To me there's a great niche for it to be explored: cheat prevention in e-sports. Of course aimhacks will always be a thing, but the top players were always indistinguishable from cheaters in this regard.
> Their main concern - latency - turned out to be a non-issue.
I'm not fortunate enough to live near a Google (or Microsoft) datacenter. So latency in cloud gaming is a very real issue. I'm glad for those who could use it lag free. I never could (and probably never can short of moving).
The middle of Montana isn't exactly a hotspot for datacenters. For good reason.
Yes. stadia basically worked well and latency wasn't an issue. But if you care about image quality (artifacts, colors, etc) it was only OK. I found it pretty distracting, moreso for faster paced (lots of motion on the screen) games.
The issue is that handhelds are limited by their batery capacity. Running a steam deck at full power will exhaust the battery in ~2 hours. The ROG ally X outperforms the steam deck, but at the expense of nearly 2x battery consumption (25 watts vs 15 watts). You can't even run the ROG Ally at full power unless plugged in. Valve is probably waiting for efficient processors to make a significant leap in computing performance at the same TDP.

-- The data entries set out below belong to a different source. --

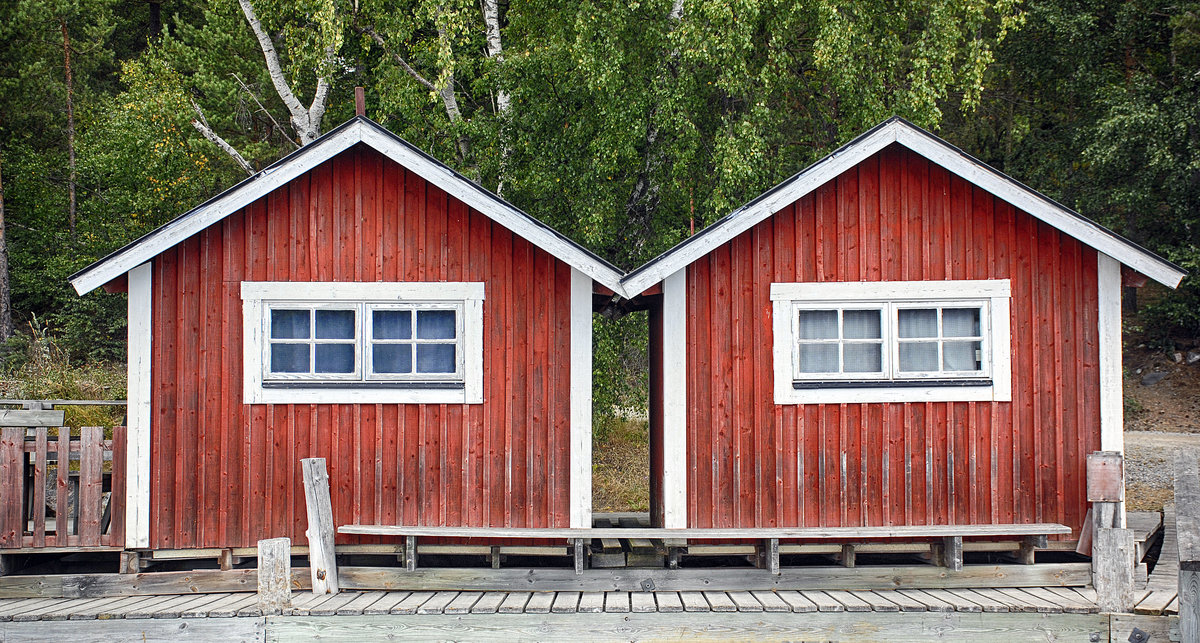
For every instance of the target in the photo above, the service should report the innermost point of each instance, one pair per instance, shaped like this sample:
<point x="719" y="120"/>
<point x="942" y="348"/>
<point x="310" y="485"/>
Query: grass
<point x="36" y="368"/>
<point x="621" y="466"/>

The innovation that needs to happen is along the lines of leveraging lots of physics and entities in real time. I'm talking about zombie games with thousands of zombies on-screen, or RPGs with towns that have a realistic amount of NPCs, all of which can be interacted with at some capacity. The problem here is that this currently isn't leveraging GPU as much as CPU resources, but it doesn't have to be that way, especially with the new AI pipelines.
That said, consoles are now glorified gaming PCs. The advantage back in the day was that it provided a platform for developers that was already optimized and designed for games, but software tools have matured enough that this can be achieved in any hardware with engines like Unreal.